The other two thrillers were in the late afternoon timeslot and ended very close to one another. NBC (which was covering four regional games in that timeslot) had taken viewers live to see Marv Albert and Bucky Waters call the end of the Arkansas game. After the Reed halfcourt shot, NBC quickly switched everyone to the live ending of the Kansas St game with Jay Randolph and Steve Grote at the mikes.

The late afternoon fireworks took place about two hours after DePaul was upset. However if you perform a Google search on this, you will find multiple sites and blogs which talk about this day featuring three consecutive buzzer beaters and some which claim that the St Joseph's win was the last of the three fantastic finishes.

And the misinformation on this is not limited to so-called amateur publishers.
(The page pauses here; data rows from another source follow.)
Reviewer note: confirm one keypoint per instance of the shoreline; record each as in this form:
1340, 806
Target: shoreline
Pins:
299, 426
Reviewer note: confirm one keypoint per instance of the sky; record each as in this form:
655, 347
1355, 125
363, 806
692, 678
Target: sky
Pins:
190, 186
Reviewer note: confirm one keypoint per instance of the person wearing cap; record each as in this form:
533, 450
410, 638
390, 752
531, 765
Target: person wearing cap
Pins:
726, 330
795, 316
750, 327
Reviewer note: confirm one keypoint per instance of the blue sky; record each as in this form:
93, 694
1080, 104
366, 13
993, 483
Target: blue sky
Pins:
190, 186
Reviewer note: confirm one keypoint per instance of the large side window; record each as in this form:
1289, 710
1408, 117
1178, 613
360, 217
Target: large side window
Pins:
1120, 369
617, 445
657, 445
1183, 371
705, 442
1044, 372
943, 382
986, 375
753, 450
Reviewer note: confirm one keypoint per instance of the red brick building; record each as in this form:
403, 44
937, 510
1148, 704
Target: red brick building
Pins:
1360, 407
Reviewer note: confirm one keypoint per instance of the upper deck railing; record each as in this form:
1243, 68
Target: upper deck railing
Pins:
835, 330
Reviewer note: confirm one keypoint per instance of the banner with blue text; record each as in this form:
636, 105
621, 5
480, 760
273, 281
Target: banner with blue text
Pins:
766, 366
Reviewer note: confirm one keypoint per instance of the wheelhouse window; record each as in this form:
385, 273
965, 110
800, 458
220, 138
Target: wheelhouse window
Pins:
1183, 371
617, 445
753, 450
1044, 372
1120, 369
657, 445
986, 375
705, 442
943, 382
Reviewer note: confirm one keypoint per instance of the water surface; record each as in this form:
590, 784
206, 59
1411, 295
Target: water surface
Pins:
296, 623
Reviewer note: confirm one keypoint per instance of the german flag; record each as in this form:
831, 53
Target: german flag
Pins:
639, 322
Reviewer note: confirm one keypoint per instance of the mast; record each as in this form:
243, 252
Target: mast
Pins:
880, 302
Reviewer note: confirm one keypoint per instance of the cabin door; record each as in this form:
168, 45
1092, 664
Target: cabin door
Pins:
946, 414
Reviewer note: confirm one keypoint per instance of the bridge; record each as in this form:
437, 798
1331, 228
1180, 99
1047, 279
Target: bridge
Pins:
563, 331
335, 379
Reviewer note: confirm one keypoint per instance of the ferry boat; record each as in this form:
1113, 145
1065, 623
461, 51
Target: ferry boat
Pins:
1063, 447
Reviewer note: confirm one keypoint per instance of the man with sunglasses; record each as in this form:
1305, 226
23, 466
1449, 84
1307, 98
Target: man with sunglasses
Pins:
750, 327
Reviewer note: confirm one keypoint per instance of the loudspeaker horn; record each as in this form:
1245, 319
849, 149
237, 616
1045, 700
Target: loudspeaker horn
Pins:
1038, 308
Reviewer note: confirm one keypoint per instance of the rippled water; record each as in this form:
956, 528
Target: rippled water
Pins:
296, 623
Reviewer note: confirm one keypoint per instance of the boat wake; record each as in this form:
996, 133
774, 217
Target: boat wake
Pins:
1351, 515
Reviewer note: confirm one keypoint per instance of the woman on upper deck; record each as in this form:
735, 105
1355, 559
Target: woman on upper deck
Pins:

In 2002, Alexander Wolff on contributed to this myth and claimed that these three games finished "within minutes". In 2006, was at it again, as Tim Layden described the DePaul and Oregon State finishes as being "televised minutes apart on NBC".

Most surprisingly, Gary Thompson who was the NBC analyst on the St Joseph's game perpetuated this myth in a 2005 quote which appeared on

Thompson was also involved in what was arguably one of the greatest five-minute stretches in NCAA Tournament history in 1981.

"It was called the greatest live switch in NCAA history," Thompson said. "I was broadcasting the DePaul-St. Joseph's game, where top-seeded DePaul was upset in the final seconds to this unheralded St. Joseph's team. When the game ended, we immediately went live to the Arkansas-Louisville game just in time to see U.S. Reed's famous halfcourt shot at the buzzer to win the game for Arkansas. When that ended, we switched live to the Kansas State-Oregon State game and saw Rolando Blackman drive down the sideline and hit the fadeaway shot from the corner to win the game in the final seconds for the Wildcats."

For the record, Thompson was calling the Indiana-Maryland game with Criqui during the late afternoon window. But since he was directly involved in the telecast of one of these fantastic finishes, you would think he might have a better recollection of the facts.

So why has this myth persisted? I have a guess. I recall that the sports report on many news programs that weekend ran highlights of these buzzer beaters. And I remember NBC doing the same thing on its tournament coverage the next afternoon. I suspect that many people who didn't see these games live watched these highlight packages. The images of the three finishes consecutively in highlight format likely caused people to incorrectly perceive the three games as actually finishing back-to-back-to-back.

In any case, I have always believed that the games on 3/14/1981 and the NBC live switches to catch the ending of the two late afternoon games helped jumpstart the phenomenon now called March Madness.